Dusk falls. He forgets what it is like to stare at the moon. He chews grass. His spit turns green. His head itches, lice-infested and full of sores. He waits until it is dark before leaving the woods, creeping down the side slope of a grassy field and smelling the dew. Below him a lake glistens in the half-moon light, a still sheen, honey-coloured with a promise of tranquillity. He turns away from it, no longer able to trust the land itself.

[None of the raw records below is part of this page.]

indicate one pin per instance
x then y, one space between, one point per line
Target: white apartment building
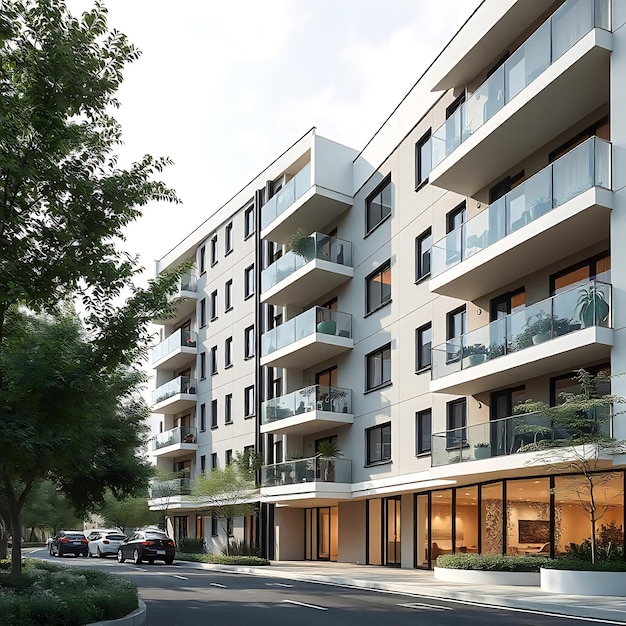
442 284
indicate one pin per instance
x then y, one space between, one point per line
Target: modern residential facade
375 364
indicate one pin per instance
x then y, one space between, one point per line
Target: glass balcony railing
312 398
321 247
315 320
179 339
567 25
182 384
279 203
175 436
312 470
503 437
588 304
586 166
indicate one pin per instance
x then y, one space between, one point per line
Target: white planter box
482 577
583 583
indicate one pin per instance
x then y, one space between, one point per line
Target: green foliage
49 595
222 559
492 562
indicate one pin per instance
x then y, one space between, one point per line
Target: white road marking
310 606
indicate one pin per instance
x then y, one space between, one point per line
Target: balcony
532 98
298 279
501 437
175 442
176 350
185 297
177 395
564 207
570 328
302 203
306 411
311 337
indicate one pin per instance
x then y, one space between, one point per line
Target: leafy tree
579 440
230 492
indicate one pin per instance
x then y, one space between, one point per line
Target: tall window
248 342
248 222
228 295
228 239
378 287
248 278
423 244
423 160
228 408
248 401
214 413
423 345
228 352
378 205
378 443
423 431
378 366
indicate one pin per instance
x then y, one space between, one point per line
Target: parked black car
147 545
69 542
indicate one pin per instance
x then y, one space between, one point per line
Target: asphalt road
178 595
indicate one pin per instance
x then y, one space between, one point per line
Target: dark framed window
423 431
214 360
228 408
423 346
378 368
378 443
202 417
248 401
228 352
378 205
378 287
214 305
228 295
248 278
423 160
248 342
202 312
423 245
214 413
214 250
202 365
248 222
202 259
228 239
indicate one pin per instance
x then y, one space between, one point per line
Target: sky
223 88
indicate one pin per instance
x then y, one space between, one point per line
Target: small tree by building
579 440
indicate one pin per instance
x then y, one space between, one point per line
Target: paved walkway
422 583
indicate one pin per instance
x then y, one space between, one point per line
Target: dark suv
69 542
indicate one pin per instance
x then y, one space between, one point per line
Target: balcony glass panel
279 203
584 167
318 320
312 398
501 437
568 25
179 339
586 305
311 470
175 436
182 384
321 247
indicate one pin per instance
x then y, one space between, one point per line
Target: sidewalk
422 583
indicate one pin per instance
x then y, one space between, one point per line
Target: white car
104 542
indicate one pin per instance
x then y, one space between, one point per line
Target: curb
138 617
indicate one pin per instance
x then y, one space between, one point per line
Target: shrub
492 562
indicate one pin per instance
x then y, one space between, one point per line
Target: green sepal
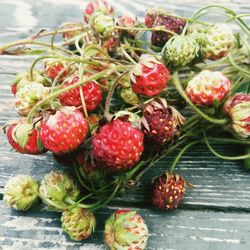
22 134
247 161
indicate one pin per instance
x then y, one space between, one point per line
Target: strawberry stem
60 91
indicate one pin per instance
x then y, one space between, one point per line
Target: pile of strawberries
110 105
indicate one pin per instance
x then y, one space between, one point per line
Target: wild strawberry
97 6
58 190
118 145
103 25
125 229
219 39
24 138
149 77
208 87
174 24
128 21
63 131
92 94
168 191
180 50
21 192
151 15
78 223
53 68
238 108
28 96
129 96
23 78
160 122
70 34
91 173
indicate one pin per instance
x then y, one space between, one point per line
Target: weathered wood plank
198 230
221 184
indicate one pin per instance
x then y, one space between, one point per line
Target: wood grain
212 216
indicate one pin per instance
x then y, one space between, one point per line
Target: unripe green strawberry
197 31
28 96
78 223
179 51
208 87
57 188
97 6
129 96
238 108
219 39
70 34
23 78
103 24
125 230
21 192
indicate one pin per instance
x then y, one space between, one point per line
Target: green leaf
34 52
247 161
22 134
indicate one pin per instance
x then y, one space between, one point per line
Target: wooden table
215 215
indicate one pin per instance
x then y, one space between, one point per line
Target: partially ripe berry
219 39
208 87
125 230
149 77
180 51
57 188
78 223
168 191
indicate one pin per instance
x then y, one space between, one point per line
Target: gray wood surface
214 215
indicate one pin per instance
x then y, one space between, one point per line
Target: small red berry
149 77
208 87
63 131
168 191
24 138
118 145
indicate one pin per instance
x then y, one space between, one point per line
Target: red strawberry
92 93
168 191
52 69
64 131
128 21
161 122
149 77
97 6
118 145
208 87
24 137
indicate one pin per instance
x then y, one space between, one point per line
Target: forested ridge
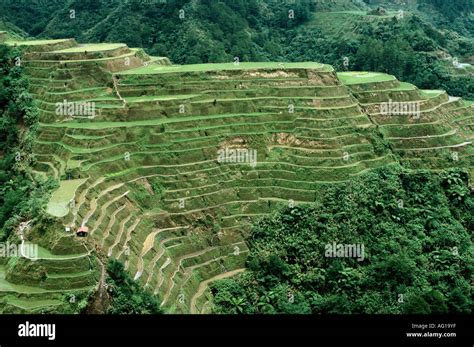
191 32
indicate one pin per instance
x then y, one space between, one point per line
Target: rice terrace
218 187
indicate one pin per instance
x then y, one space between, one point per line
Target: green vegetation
227 66
416 231
20 196
128 297
60 201
175 217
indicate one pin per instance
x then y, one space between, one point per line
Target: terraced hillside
174 162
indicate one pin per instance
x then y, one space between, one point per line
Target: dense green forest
128 297
416 229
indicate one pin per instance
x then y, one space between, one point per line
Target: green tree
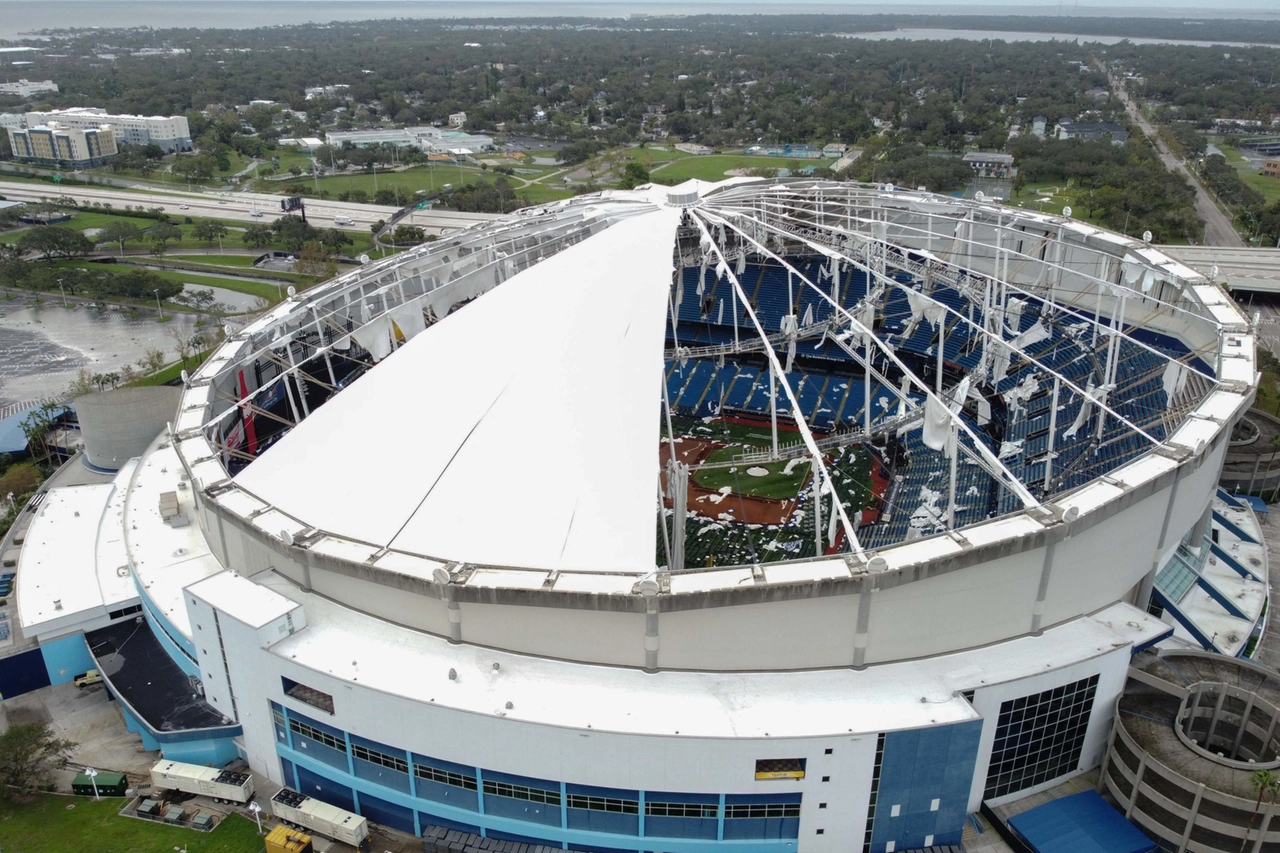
1264 783
55 241
334 240
634 174
293 232
28 755
256 236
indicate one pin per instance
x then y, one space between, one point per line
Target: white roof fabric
531 419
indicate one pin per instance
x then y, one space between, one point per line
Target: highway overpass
1243 269
240 206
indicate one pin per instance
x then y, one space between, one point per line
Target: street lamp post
257 815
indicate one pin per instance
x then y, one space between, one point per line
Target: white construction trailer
320 817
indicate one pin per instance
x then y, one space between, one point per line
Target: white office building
170 132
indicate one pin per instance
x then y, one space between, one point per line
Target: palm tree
1264 781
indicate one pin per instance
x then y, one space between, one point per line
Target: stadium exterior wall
835 790
981 594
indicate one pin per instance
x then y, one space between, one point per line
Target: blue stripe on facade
333 779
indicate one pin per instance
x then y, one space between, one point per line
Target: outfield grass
46 825
168 374
713 167
778 484
181 277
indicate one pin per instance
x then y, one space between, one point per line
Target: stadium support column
817 507
867 387
677 489
773 409
954 452
650 625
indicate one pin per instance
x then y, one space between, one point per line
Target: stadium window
309 696
604 804
444 776
780 769
757 811
681 810
1040 737
373 756
315 734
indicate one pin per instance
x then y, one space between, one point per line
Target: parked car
86 679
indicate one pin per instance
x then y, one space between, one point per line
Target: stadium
759 516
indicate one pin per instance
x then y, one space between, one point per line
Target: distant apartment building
169 132
336 90
987 164
787 150
58 145
1092 131
26 87
428 138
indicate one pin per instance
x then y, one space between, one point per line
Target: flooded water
44 346
923 33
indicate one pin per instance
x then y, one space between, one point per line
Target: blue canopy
1079 824
12 438
1258 505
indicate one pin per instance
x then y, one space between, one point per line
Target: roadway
240 206
1243 269
1219 229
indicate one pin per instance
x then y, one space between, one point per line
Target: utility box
108 785
283 839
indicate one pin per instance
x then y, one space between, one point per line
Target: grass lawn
174 370
713 167
46 825
778 484
182 277
242 261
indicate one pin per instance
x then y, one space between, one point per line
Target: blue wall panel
67 657
435 820
342 788
387 813
448 794
210 753
598 821
520 810
330 792
380 775
919 767
22 674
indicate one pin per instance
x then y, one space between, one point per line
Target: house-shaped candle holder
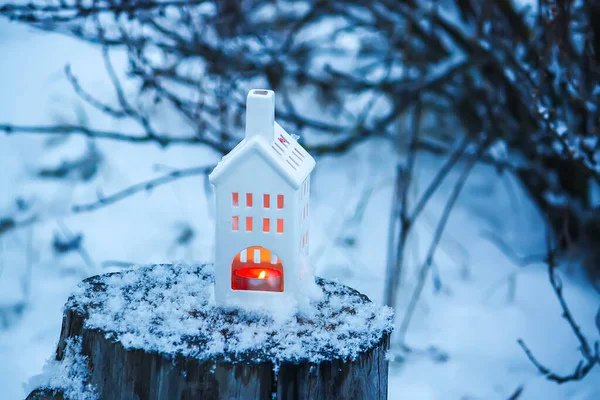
262 204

Te na khuchos perdal cho ushalin, he hears his father’s voice. ‘Jump your own shadow, my boy,’ he whispers.

Back into the woods where the trees lean darkly above him, hiding his silhouette on the ground. Wood-moss softens his tread in places, but when his steps can be heard the wind often blows, drowning out the noise of brittle leaves breaking, so that even then the sound of him disappears and he is as close to invisible as the world dares to make him.